Peu après la parution d’
U.S.A. for M.O.D., digne successeur de l’incontournable Speak English or
Die de S.O.D. enregistré avec ses potes d’
Anthrax et
Nuclear Assault, Billy Milano doit reconstituer un line-up entier suite au départ de l’ensemble de l’équipe, recrutant notamment Louie Svitek, guitariste du vieux groupe de speedmetal
Zoetrope.

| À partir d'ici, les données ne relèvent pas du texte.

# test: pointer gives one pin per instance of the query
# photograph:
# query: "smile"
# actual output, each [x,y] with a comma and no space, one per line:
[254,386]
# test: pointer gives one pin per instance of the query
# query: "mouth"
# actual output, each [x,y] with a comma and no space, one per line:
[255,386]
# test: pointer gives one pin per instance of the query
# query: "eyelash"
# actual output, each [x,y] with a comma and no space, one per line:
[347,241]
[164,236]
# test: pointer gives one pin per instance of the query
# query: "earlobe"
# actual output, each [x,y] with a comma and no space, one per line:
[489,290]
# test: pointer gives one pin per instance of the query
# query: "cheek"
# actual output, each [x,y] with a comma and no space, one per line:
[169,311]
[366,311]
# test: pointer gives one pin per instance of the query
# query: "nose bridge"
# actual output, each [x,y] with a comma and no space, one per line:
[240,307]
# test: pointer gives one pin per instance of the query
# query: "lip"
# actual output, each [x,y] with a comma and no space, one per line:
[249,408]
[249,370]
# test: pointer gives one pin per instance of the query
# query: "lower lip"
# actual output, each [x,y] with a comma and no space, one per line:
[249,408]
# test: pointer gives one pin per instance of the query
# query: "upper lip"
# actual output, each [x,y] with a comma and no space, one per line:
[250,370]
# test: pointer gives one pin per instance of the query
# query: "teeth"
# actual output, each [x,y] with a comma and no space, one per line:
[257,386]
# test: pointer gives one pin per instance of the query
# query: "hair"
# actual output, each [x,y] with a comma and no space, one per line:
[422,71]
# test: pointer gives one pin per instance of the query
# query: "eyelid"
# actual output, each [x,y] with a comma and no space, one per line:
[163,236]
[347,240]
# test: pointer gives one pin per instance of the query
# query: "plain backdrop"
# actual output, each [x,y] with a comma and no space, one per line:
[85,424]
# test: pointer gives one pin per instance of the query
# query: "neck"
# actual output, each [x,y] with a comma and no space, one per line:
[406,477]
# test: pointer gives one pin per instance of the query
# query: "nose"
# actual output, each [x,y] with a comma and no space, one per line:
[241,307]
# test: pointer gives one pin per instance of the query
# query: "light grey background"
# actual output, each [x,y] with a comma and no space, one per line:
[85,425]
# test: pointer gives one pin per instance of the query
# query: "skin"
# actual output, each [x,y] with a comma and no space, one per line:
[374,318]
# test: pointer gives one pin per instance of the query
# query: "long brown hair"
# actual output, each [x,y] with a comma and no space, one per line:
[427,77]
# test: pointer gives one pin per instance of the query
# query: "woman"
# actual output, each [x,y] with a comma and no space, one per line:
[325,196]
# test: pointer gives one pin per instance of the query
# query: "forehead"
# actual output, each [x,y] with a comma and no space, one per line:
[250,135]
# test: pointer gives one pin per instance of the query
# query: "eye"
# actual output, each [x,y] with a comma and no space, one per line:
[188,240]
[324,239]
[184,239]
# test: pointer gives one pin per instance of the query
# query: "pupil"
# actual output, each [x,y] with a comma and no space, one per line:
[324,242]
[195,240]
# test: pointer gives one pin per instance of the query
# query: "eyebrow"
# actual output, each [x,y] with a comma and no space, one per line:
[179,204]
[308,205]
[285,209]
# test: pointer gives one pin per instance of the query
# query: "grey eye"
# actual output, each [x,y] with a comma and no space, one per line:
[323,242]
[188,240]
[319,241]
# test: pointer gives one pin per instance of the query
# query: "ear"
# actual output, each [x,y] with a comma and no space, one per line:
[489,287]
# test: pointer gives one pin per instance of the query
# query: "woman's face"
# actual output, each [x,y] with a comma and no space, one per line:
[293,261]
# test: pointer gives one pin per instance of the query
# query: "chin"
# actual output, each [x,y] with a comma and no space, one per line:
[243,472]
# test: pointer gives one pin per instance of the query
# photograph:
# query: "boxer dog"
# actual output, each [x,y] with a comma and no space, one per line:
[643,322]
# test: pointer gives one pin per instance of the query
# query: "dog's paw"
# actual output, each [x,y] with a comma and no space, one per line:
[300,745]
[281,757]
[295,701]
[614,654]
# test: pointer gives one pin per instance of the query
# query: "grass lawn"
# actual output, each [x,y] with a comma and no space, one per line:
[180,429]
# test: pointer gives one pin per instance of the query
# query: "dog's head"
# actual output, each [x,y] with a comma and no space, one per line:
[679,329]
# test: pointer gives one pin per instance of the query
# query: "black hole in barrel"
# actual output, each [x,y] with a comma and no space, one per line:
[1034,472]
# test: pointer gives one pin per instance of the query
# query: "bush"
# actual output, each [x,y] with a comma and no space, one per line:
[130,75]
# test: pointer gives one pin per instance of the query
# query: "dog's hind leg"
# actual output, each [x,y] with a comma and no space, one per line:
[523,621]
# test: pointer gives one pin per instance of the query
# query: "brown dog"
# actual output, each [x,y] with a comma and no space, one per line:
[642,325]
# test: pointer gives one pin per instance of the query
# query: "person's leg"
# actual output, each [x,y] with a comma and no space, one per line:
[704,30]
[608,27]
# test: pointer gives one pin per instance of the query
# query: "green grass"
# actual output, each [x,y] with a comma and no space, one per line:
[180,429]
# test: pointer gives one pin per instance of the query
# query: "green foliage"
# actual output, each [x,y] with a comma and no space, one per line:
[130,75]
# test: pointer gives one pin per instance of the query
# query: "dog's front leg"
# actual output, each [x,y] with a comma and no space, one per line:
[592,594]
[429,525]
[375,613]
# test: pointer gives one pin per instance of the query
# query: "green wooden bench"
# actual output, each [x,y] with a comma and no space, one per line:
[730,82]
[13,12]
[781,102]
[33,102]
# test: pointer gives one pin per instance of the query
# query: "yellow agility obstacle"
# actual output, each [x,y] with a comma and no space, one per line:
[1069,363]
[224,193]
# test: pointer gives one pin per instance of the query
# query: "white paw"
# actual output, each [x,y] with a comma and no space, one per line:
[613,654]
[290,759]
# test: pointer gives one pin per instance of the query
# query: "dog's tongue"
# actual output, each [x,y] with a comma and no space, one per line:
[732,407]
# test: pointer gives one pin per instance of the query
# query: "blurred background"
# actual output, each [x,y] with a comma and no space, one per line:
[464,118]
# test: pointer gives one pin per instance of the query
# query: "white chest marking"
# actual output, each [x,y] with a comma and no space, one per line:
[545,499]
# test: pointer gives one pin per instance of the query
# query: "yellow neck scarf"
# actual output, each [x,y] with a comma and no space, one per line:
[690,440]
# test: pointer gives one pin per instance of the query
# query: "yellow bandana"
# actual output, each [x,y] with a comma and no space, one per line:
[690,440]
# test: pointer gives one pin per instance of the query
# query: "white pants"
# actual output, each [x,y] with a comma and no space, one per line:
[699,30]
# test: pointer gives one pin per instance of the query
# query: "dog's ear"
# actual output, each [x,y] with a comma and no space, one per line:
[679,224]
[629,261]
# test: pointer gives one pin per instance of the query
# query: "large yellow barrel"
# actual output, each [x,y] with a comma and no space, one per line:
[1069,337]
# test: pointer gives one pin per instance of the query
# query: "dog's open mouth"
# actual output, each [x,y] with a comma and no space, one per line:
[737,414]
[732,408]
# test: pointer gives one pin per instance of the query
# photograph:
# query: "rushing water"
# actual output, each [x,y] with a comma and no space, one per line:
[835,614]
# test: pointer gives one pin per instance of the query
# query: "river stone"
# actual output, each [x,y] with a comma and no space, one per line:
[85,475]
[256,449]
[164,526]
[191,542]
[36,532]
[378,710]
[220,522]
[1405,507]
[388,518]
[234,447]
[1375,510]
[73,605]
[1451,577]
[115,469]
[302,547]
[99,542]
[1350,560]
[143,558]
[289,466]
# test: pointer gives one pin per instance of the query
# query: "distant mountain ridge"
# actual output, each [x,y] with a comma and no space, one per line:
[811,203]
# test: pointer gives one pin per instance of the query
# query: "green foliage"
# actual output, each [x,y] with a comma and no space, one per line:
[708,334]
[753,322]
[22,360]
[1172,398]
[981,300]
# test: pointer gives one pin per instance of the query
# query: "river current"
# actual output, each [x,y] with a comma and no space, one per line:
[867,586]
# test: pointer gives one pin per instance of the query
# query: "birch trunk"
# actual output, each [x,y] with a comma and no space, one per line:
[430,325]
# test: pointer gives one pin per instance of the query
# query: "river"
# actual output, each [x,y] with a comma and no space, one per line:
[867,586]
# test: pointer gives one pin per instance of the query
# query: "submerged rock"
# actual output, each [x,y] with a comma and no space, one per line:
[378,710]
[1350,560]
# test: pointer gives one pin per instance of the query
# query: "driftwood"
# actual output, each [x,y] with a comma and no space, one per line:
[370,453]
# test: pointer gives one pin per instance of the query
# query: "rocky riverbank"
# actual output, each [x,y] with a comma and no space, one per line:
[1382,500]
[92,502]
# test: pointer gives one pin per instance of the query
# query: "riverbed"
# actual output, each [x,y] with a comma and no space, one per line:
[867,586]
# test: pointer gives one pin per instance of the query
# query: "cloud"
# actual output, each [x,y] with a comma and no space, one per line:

Le quatuor enfin reconstitué, Billy et ses nouveaux acolytes enregistrent le mini-album
Surfin' M.O.D., un épisode pour le moins singulier et farci de reprises, avant de proposer enfin en tout début d’année 1989 un plat plus traditionnel et consistant à l’occasion de la sortie de
Gross Misconduct chez Megaforce, où l’on retrouve en couverture le fameux requin devenu mascotte de la formation.
Musicalement, M.O.D. n’a pas foncièrement changé depuis son premier album, reprenant cette recette explosive entre thrashmetal et hardcore (baptisée crossover depuis la parution du troisième album de D.R.I. du même nom), tout en incorporant plusieurs incartades courtes & fun à la manière des interludes décalés de
Nuclear Assault. La bande consolide toutefois la structure de ces morceaux, qui deviennent un tantinet plus longs et donc moins nombreux, à l’image des No
Hope, The Ride ou
Dark Knight dépassant les quatre à cinq minutes. Encore une fois, Billy Milano évoque des sujets de société comme le port du préservatif (No Glove No Love) ou les ravages de l’alcool au volant (
Accident Scene), avec son franc-parler et son humour corrosif habituels.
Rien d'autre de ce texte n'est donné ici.